I’ve got a stash in my freezer right now, and it’s a lifesaver on weeknights. Just pull out a cube or two, and boom, instant flavor for whatever I’m throwin’ together.

Wrappin’ It Up: Apples and Chicken Stock Are Your New BFFs

So, can you put apples in chicken stock? You bet your apron you can! This ain’t just some trendy nonsense—it’s a legit way to level up your broth with a sweet-savory twist that’s as versatile as it is tasty. Whether you’re simmerin’ up a pot for soup, jazzin’ up a risotto, or makin’ a gravy that’ll have folks lickin’ the plate, apple-infused stock brings somethin’ special to the table.

I’ve been messin’ with this combo for a while now, and every time I make it, I’m reminded why I started. It’s easy, it’s cheap if you’ve got scraps lyin’ around, and it makes me feel like a proper chef without much extra work. So next time you’re starin’ at an apple and wonderin’ what to do with it, don’t just bake a pie—toss it in your stockpot and see what happens. I’m bettin’ you’ll be just as hooked as I am.

Got questions or your own weird stock hacks? Drop ‘em below—I’m all ears. Let’s keep this kitchen convo goin’ and swap some ideas. Happy cookin’, y’all!

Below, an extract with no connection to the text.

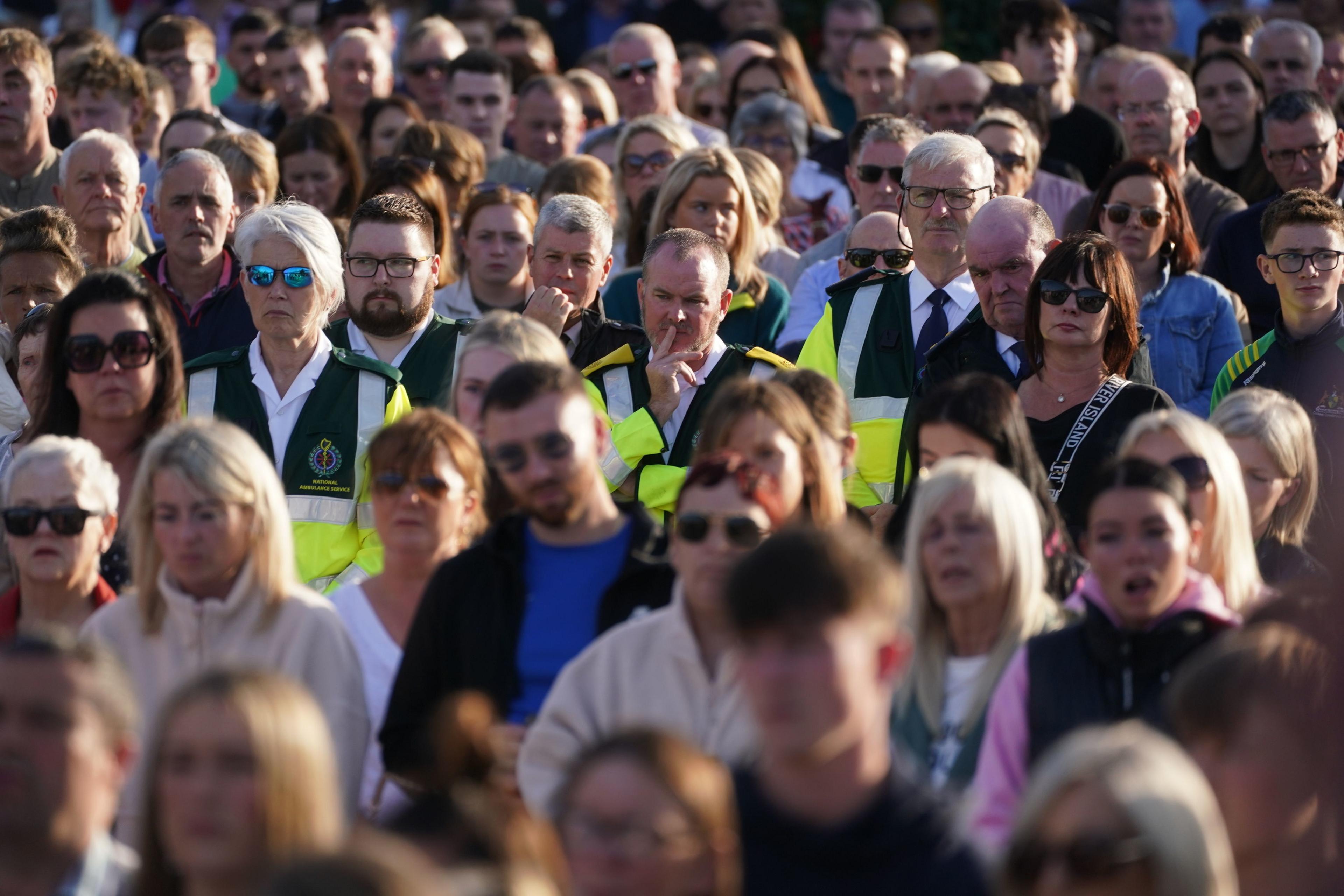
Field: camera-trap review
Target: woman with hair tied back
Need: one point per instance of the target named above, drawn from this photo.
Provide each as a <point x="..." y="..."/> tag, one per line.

can you put apples in chicken stock

Welcome to My Kitchen! Let’s Make this Chicken and Apple Recipe

can you put apples in chicken stock

can you put apples in chicken stock

can you put apples in chicken stock

can you put apples in chicken stock

can you put apples in chicken stock

can you put apples in chicken stock

can you put apples in chicken stock

can you put apples in chicken stock

can you put apples in chicken stock

can you put apples in chicken stock

If you have apple cider on hand, you need to try this variation! For an apple cider chicken skillet, use ½ chicken stock and ⅓ cup apple cider in place of the ⅔ chicken stock. I love this version but don’t always have apple cider on hand. However, when I do, I am for sure making this version of the dish!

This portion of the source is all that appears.